By Frank Larue
When the dark era of the residential school came to an end in the early sixties, a new plan was developed by Ottawa: The Scoop of the Sixties. This placed aboriginal children in white foster homes across Canada and the United States. The children were cut off from their own parents, culture, traditions, relatives, and family history.
In 1982, Judge Edwin C. Kimelman wrote a report on the negative repercussions of the Scoop of the Sixties. “The goal of child welfare should be to strengthen family ties, not to sever them. With the closing of residential schools, rather than providing the resources on reserve to build economic security and providing services to support responsible parenting, society found it easier and cheaper to remove the children from their homes and apparently fill the market demand for children in Canada and the U.S.”
Cultural genocide was used to describe the residential school system, and it applies also for the Scoop of the Sixties. Kimelman compares both systems and the damage done, saying: “When the indian residential schools were operating, children were forcibly removed from their homes for the duration of the academic year. But at least under that system, the children knew who their parents were, and they returned home for the summer months.”

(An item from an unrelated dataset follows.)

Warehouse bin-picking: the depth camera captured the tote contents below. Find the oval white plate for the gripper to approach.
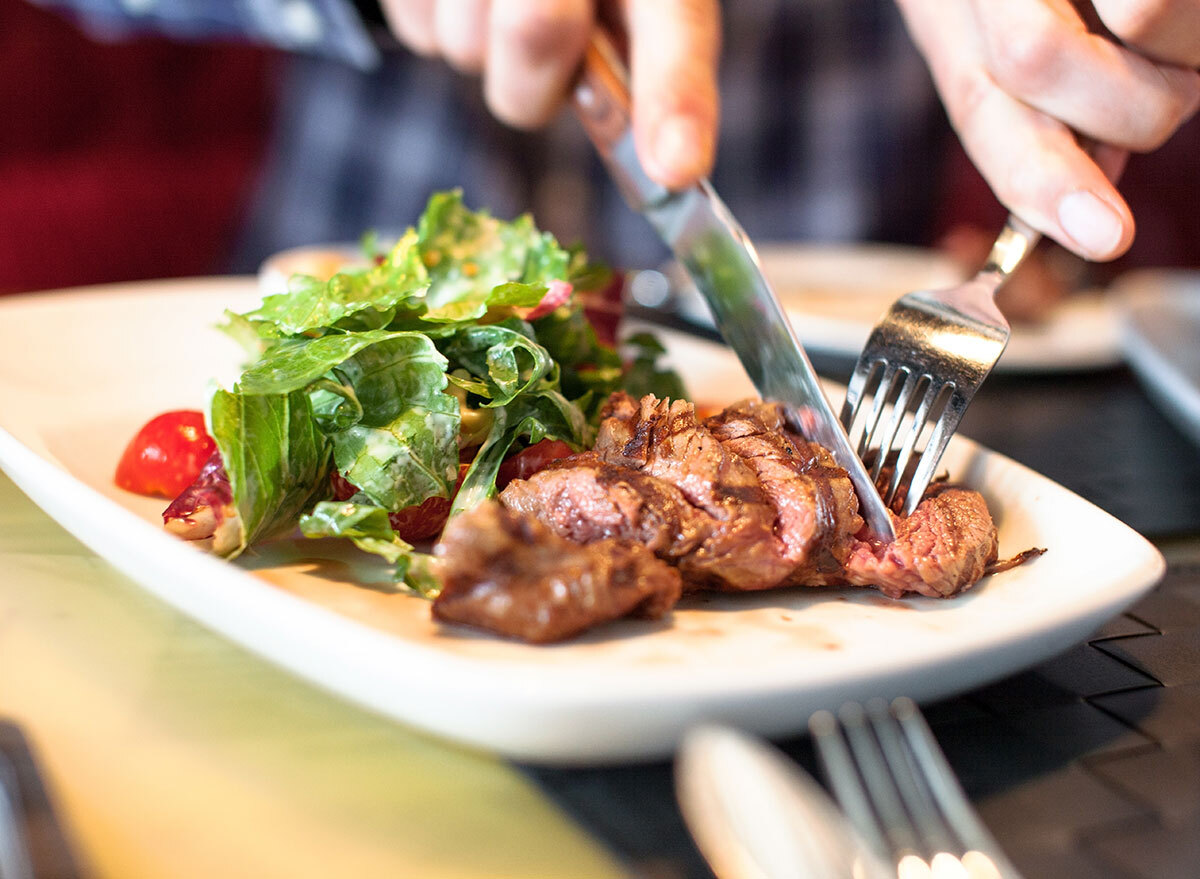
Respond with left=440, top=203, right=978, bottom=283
left=0, top=279, right=1164, bottom=764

The Scoop was total separation. Foster parents brought up these children as white kids. Ironically, the society into which aboriginal children were being inducted would never let these children forget they were aboriginal.
The children taken from their homes during the Sixties Scoop grew up totally separated from their families and communities, with little or no understanding of their own culture, and no grasp of their own identity. In their new environments, they were often discriminated against because of their race. By the time they reached their mid-teens, the vast majority were running away repeatedly from the security of their white homes in search of their real homes and parents. Most never found their real parents, abusing drugs and alcohol, or turning to crime as a result of identity crises.
Five billion was given to residential school victims, but not a penny was given to the victims of the Scoop of the Sixties. Fortunately, that is about to change because of a class action against the government on behalf of the Ontario victims. Justice Edward P. Belobaba told the court that the province of Ontario failed to “… prevent on-reserve indian children in Ontario, who were placed in the care of non-aboriginal foster or adoptive parents, from losing their aboriginal identity.” The federal government will now have to compensate the victims who are asking $1.3 billion for the 16,000 scoop victims.
This is only the beginning. There are two class actions coming up in Saskatchewan, Alberta and BC are expecting to follow suit which means the federal government will finally have to come up with a large payout. The federal government have avoided helping the Scoop victims for years. In fact, they have tried eight times to stop the trial, and now Carolyn Bennett – minister of Indian Affairs and Northern Development – has agreed to abide by the court’s decision. She hasn’t made any apologies for attempting to prevent the Scoop victims from receiving any compensation. Considering Prime Minister Trudeau’s promises of rectifying mistreatment of First Nations, this is yet another example of his hollow promises and no action, which seems to be the modus operandi of the Liberal government.